Twitter is officially now Creepy

Tuesday, April 5th, 2011

Okay, this is a play on words, but it really is getting creepy. Yiannis Kakavas, social media fanatic and software writer, has published a new free tool to scare the pants off of any sane Twitterphile. But if you are updating your Twitter page that much, you probably won’t really care.

Kakavas’s new tool, “Creepy,” is a social networking search tool — or in his words, a “geolocation information aggregator.” But unlike just any search, Creepy searches for where you have posted from, then figures out the posts’ longitude and latitude and makes a pretty map of where you have posted from each time. Can you say “stalker nirvana”?

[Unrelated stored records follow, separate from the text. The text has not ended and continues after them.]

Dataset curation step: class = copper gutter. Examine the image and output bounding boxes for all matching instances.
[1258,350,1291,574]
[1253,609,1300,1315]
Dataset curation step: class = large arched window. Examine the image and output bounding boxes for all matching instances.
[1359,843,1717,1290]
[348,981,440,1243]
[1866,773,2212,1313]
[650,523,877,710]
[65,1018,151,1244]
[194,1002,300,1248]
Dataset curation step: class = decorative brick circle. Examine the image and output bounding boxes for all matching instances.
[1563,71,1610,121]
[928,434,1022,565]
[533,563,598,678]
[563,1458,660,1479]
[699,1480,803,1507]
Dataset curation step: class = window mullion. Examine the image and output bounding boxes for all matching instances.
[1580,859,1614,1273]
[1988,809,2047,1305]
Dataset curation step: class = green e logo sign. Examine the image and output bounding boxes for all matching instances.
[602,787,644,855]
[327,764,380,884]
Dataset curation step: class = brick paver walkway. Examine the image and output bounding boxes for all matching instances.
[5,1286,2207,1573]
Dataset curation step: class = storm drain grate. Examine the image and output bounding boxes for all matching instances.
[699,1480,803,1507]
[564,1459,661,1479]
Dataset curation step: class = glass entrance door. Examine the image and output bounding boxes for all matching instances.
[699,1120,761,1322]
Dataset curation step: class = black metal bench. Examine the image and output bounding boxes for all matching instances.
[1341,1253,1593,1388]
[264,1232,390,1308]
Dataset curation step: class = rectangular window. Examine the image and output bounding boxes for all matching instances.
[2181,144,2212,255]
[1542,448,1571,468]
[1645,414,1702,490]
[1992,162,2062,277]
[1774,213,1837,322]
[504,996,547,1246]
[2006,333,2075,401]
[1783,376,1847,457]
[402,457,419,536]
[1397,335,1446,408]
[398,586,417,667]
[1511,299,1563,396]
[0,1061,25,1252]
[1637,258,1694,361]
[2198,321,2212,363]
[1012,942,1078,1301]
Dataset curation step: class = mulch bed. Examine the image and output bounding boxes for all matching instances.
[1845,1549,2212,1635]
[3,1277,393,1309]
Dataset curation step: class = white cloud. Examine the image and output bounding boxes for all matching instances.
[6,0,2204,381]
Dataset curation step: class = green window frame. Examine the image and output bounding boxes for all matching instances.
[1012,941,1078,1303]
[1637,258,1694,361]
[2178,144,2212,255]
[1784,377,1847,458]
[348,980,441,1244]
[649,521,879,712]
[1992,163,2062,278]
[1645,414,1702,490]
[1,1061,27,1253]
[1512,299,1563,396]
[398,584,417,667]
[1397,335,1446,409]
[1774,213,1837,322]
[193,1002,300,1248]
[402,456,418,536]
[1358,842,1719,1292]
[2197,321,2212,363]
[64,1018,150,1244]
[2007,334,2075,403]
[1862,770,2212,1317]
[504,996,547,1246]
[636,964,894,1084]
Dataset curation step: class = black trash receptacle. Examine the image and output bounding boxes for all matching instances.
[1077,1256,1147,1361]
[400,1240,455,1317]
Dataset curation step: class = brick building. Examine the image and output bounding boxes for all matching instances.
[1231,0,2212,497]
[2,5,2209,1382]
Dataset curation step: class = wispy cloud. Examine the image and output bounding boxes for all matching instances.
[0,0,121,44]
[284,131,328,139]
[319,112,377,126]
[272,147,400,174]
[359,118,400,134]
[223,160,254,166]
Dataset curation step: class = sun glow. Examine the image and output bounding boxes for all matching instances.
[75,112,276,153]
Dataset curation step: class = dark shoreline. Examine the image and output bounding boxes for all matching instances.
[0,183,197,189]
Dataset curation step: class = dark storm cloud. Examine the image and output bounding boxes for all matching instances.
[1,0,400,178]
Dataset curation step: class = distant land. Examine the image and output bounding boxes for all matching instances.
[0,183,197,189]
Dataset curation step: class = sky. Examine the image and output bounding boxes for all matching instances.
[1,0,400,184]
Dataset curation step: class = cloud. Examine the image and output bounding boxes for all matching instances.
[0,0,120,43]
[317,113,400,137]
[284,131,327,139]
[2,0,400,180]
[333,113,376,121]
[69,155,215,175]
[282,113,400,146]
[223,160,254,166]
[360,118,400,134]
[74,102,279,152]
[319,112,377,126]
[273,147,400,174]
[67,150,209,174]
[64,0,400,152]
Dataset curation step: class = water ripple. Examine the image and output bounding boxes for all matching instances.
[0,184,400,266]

Now this requires that you have turned on Twitter’s own geolocation service, or used some device (your smartphone) or web service (Foursquare, Gowalla, etc.) that collects your lat/long when you are posting. So, Kakavas’ tool is not collecting anything you haven’t already put online yourself. It just makes it easy for the investigator to get to.

Well, as I have posted before, where there is a great tool for stalkers there is a great tool for investigators. So let’s take a look at this new investigative tool.

CREEPY

Again, this is a simple to use tool. Go to the download page and download the Windows Executable or the Ubuntu version and install on your operating system. The Windows installer is quick and easy and it will have you investigating in no time.

Start Creepy and in the settings authorize it to use your Twitter account. (You do need a Twitter account, but many investigators set up accounts purely for investigative purposes.) Now you can search Twitter users or Flickr users, along with photos from many other online applications. I searched both and easily found the users I was looking for.

Then click on the big “Geolocate Target” button. Under the “Map View” tab, the found lat/long coordinates will be displayed, along with their location on a mapping tool of your choice (there are several different mapping tools, including Google, to choose from).

It may take a few minutes to complete the search, but the results can be very revealing. Just as call detail records from cell phones can help investigators map out a suspect’s or victim’s movements over a period of weeks – including their normal patterns, and departures from normal – Creepy’s maps can show patterns of behavior with regard to social networks. The longer you track these patterns, the better picture you will have of your target.

It’s that simple… or it’s that Creepy.

Do you use Creepy? What have your experiences been?